An important area in applied and methodological statistics as well as machine learning is disease progression modeling. There are arguably six main questions that we aim to answer with disease progression models. Different models have various strengths and limitations for each of these questions, and this also varies across datasets and problems.
- What will future values of health measurements be, given their history (forecasting)? This is the most obvious question. For instance, in HIV/AIDS progression, one would like to forecast future values of CD4 white blood cell counts. In glaucoma, one would like to forecast the visual field index and thickness of the retinal nerve fiber layer.
- Can we describe intuitively how these health measurements evolve, both generally and for specific individuals? For instance, we may stratify CD4 counts in HIV/AIDS into states, and then describe how quickly we transition between some states (levels). We alternatively may say that on average, every one month sees a decrease in CD4 count of some amount. Different model classes allow us to make different sorts of statements about how health measurements evolve. For instance, the first statement can be made very easily with a continuous-time Markov chain (see ), while the second is easy to make with a linear mixed effects model. Of course, if the assumptions underlying the model are violated, then the intuitive statements that come out of fitting it to data may be wrong.
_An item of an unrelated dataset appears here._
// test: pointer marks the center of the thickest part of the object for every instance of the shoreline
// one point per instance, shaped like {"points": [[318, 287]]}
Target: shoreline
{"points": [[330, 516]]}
- When will this person experience some event (death, dropout, appointment times, readmission)? Given a patient’s history of health measurements can we say something about either their risk of death or their risk of dropping out of a study? This is often the domain of survival analysis, but it’s very relevant to disease modeling as well. Can we predict their next appointment times and/or whether they’ll have a hospital readmission?
- Is there a difference between two groups in progression? This is tricky in disease modeling. In a standard two-sample t-test, you assume iid data and Gaussian sample means and test whether there is a significant difference between them. When you want to test a difference in progression, it’s really a difference in health measurement trajectories, but then we have to decide how we want to describe trajectories: do we assume some parametric form, that they follow some stochastic process, etc?
- What can covariates tell us about progression? For instance, say we find that there is a difference between the treatment group and the control group in progression. We would like to describe the difference. What does the choice of treatment tell us about the health measurement dynamics in various regions of data? This requires us to make stronger assumptions about the functional form of parameters as a function of treatment than in 4, but assuming these assumptions are satisfied, we can describe the difference rather than simply saying that there is a difference.
- What will an outcome variable be? You may want to do classification or regression of trajectories. For instance, given some sequence of measurements, can we predict whether this person will eventually be diagnosed with a specific disease (without modeling when)?
 Shoko, Claris, and Delson Chikobvu. “Time-homogeneous Markov process for HIV/AIDS progression under a combination treatment therapy: cohort study, South Africa.” Theoretical Biology and Medical Modelling 15, no. 1 (2018): 3.